Mon enfant n’aime pas sa maîtresse
Il vous l’annonce un jour sans ambages : il ne s’entend pas avec son professeur. De là à traîner des pieds pour aller en classe, il n’y a qu’un pas. Comment réagir pour éviter un rejet de l’école en général ? Voici quelques pistes.

Tout au long de sa scolarité, l’enfant établit avec ses
enseignants un rapport affectif important. Même s’il ne
travaille pas « pour faire plaisir », la qualité des rapports qu’il entretient avec sa maîtresse puis ses professeurs agit sur son comportement vis-à-vis de la matière enseignée ou de la scolarité en général.

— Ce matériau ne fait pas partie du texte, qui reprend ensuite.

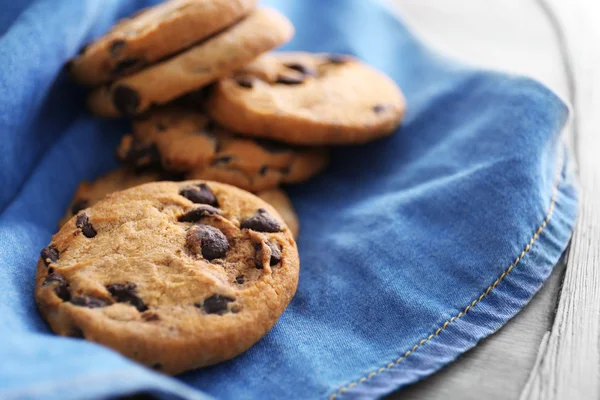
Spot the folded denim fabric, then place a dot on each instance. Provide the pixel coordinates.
(413, 248)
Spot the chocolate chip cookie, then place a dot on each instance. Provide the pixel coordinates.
(309, 99)
(89, 193)
(153, 34)
(215, 57)
(182, 140)
(282, 203)
(175, 275)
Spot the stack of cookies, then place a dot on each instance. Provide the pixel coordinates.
(188, 273)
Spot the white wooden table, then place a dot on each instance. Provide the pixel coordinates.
(551, 349)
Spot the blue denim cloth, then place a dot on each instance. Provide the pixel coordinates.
(405, 245)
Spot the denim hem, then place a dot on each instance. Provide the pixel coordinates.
(560, 219)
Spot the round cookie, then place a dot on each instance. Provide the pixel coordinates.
(262, 30)
(282, 203)
(151, 35)
(174, 275)
(187, 141)
(89, 193)
(308, 99)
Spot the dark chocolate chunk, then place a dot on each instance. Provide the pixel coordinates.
(200, 194)
(272, 146)
(124, 65)
(215, 304)
(141, 155)
(275, 254)
(245, 82)
(88, 301)
(198, 213)
(78, 206)
(208, 241)
(49, 254)
(261, 222)
(61, 287)
(115, 47)
(126, 293)
(258, 249)
(304, 69)
(83, 49)
(290, 80)
(150, 316)
(221, 160)
(379, 108)
(337, 58)
(126, 100)
(83, 223)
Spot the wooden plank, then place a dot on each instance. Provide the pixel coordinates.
(568, 364)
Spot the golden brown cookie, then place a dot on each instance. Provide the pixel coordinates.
(182, 140)
(308, 99)
(282, 203)
(173, 275)
(89, 193)
(262, 30)
(152, 34)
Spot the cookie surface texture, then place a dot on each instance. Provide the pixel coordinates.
(309, 99)
(175, 275)
(260, 31)
(181, 140)
(153, 34)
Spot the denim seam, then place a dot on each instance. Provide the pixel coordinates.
(526, 250)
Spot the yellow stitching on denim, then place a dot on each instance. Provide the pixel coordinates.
(533, 239)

Il arrive qu’un enseignant ne soit pas apprécié par l’enfant. Il peut s’agir d’un simple dédain ou au contraire
d’une profonde hostilité.
Quand le rejet devient perturbant, quand l’enfant en
primaire refuse d’aller à l’école par antipathie vis-à-vis
de la maîtresse ou bien quand, au collège, il se désintéresse d’une matière parce qu’il rejette l’enseignant, il faut agir.
Comment agir ?
Comprendre
En premier lieu, il convient de comprendre la nature
de l’antipathie.
L’enfant exprime souvent son rejet par des généralités
ou des termes souvent peu flatteurs. « Elle est
méchante », « Elle est bête », « Elle est vilaine. » Il est
important de lui faire préciser. Est-ce que la maîtresse
a fait quelque chose de grave ? D’injuste ? Est-ce qu’il
s’est passé quelque chose en particulier ? A-t-elle des
problèmes avec d’autres enfants ? A-t-elle des chouchous ? Et l’enfant, est-il poli avec elle ? Respecte-t-il les
consignes ?
Rassurer
Il est important de montrer à l’enfant qu’on accorde de
l’importance à ses problèmes. Lui demander de raconter,
partager avec ses frères et soeurs d’éventuelles expériences similaires, lui demander s’il souhaite qu’on
l’aide, tout ce qui prouve à l’enfant qu’il est pris au
sérieux contribue à le rassurer.
Dédramatiser
Il est important d’expliquer clairement à l’enfant de
primaire qu’il n’a pas à « aimer » sa maîtresse. Parfois,
cela suffit à libérer l’enfant qui se sent contraint à des
sentiments qu’il ne ressent pas. Au collège et au lycée,
rappeler à l’enfant qu’il ne voit cet enseignant que
quelques heures par semaines et que la matière enseignée
ne mérite pas d’être désinvestie à cause d’une
antipathie.
À éviter
La moquerie ou le dénigrement de l’enseignant devant
l’enfant. Enhardi par la caution de ses parents, l’enfant pourrait adopter vis-à-vis de l’enseignant un comportement
qui aggrave la situation.
Rencontrer l’enseignant
Quand la situation n’évolue pas, quand l’enfant en primaire
refuse d’aller à l’école, ne fait plus son travail ou
pleure le soir et le matin, quand le collégien rejette la
matière enseignée et que les notes chutent, il est
important de faire le point avec le professeur concerné.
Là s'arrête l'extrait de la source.